Les apports de votre discipline au traitement des questions environnementales dépendent-ils d'autres disciplines ? Lesquelles ? Comment ?
Comment votre discipline peut-elle aider les autres à aborder les questions environnementales ?
Est-il possible d'identifier des thèmes qui devraient être abordés par plusieurs disciplines ? Lesquels ?
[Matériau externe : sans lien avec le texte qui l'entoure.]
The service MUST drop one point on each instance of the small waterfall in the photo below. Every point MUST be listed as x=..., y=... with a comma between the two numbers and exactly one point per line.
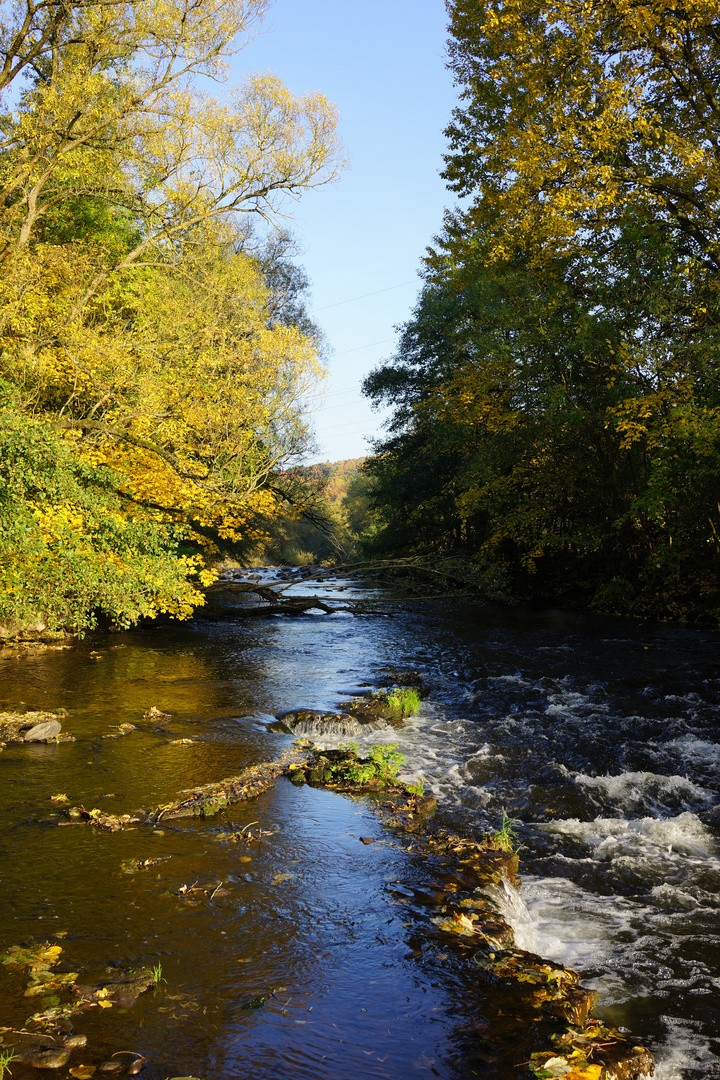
x=512, y=907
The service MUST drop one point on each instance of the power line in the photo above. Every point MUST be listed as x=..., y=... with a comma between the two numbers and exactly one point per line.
x=363, y=296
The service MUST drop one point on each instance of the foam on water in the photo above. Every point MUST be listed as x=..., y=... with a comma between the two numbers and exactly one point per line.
x=633, y=792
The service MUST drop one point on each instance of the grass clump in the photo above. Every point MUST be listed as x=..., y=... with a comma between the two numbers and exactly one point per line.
x=158, y=974
x=5, y=1057
x=505, y=837
x=379, y=769
x=404, y=701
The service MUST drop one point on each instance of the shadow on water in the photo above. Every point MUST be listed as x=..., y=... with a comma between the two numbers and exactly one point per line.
x=600, y=737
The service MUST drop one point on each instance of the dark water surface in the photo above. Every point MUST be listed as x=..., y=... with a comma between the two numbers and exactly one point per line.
x=602, y=737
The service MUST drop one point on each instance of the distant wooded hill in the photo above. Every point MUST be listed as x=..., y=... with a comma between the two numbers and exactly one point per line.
x=334, y=493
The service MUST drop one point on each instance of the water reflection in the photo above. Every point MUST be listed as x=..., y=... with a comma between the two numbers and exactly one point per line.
x=601, y=737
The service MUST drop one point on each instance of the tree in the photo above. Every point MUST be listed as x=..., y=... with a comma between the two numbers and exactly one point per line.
x=139, y=320
x=575, y=112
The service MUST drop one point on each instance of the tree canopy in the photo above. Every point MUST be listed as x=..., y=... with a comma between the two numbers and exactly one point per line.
x=153, y=349
x=556, y=391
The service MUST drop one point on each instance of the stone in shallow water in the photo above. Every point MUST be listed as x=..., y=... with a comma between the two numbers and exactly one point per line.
x=49, y=729
x=45, y=1057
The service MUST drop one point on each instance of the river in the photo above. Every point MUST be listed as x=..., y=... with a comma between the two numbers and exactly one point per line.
x=600, y=737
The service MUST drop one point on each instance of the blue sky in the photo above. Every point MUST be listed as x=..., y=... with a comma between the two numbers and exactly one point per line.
x=382, y=64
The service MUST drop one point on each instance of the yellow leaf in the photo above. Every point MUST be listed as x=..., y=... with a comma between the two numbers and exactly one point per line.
x=52, y=953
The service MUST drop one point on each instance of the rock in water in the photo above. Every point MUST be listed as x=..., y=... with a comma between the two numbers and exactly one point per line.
x=40, y=732
x=46, y=1057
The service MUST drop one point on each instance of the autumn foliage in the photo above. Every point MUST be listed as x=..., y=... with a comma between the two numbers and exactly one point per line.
x=557, y=408
x=152, y=351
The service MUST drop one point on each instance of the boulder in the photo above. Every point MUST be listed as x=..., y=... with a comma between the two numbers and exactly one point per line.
x=43, y=731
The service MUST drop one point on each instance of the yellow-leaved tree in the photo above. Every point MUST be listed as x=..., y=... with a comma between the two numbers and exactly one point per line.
x=137, y=325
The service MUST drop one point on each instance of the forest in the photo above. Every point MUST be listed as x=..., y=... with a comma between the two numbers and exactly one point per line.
x=154, y=346
x=556, y=409
x=555, y=396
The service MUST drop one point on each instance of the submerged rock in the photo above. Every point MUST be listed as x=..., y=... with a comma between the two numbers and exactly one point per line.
x=314, y=721
x=44, y=1057
x=43, y=731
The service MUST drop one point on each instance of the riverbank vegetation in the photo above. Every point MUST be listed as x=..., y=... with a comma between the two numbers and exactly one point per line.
x=555, y=393
x=153, y=349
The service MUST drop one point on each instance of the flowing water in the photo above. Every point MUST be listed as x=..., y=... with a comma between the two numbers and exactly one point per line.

L'interdisciplinarité, vue sous l'angle " intérêt commun pour un même objet ", est fondamentale pour notre discipline qui contribue, par un appui méthodologique (modélisation statistique, IA, SD, économétrie), à traiter les questions environnementales. C'est une garantie de la pertinence des réponses qui sont apportées à un problème concret posé par diverses disciplines (biophysique, biochimie, économie, agronomie, foresterie…). C'est aussi un moyen pour s'inscrire dans une démarche appliquée et prendre en compte l'ensemble des connaissances disponibles pour un objet donné. De plus, il est important que l'ensemble des disciplines participantes puissent retirer quelque chose de leur collaboration.
L'interdisciplinarité reste cependant très faible et circonstancielle. Elle semble ne pas être durable pour un même objet, ni programmable. (cf  Marcel.-B. Bouché)
Deux obstacles structurels sont cités comme un frein à son essor : les modes de financement et d'évaluation du travail de recherche. A cela s'ajoutent le niveau de formalisation qui diffère entre les disciplines et le niveau des connaissances indispensables à toute démarche interdisciplinaire.
Un des aspects positifs à long terme est l'approche d'autres disciplines, en particulier à travers leurs besoins et la façon qu'elles ont d'utiliser nos outils.
En aidant à la formalisation des problèmes, des questions, des hypothèses et du savoir pertinent, en apportant les outils de représentation, de raisonnement et de traitement (quantitatif et/ou qualitatif) adaptés, et en proposant des modèles simplifiés, nos disciplines (statistiques, IA et SD) peuvent aider les autres à aborder les questions environnementales. Elles permettent d'étudier qualitativement les questions et d'apporter, par l'analyse des résultats théoriques ou simulés, des éclairages conceptuels nouveaux. Un renouveau méthodologique pour la modélisation (méthodes mieux adaptées, plus rigoureuses) devrait être introduit dans l'interdisciplinarité par notre intervention.
Plutôt que d'identifier des thèmes interdisciplinaires, il serait préférable de cibler des questions finalisées pour lesquelles des collaborations, certes ponctuelles, pourraient être mises en place. Cette pratique d'identification de thèmes se fait déjà à l'INRA par la définition de projets intra-sectoriels (par exemple, CORINTE). Ainsi, l'étude de l'impact de politiques de gestion ou d'activités humaines sur les systèmes environnementaux a fait l'objet de projets interdisciplinaires auxquels notre discipline a participé (Direction de ressources aquatiques en environnement sensible, Étude des phénomènes spatiaux, Ecospace, etc.). (cf  Laurence Boy) ; (cf  Yves Pietrasanta)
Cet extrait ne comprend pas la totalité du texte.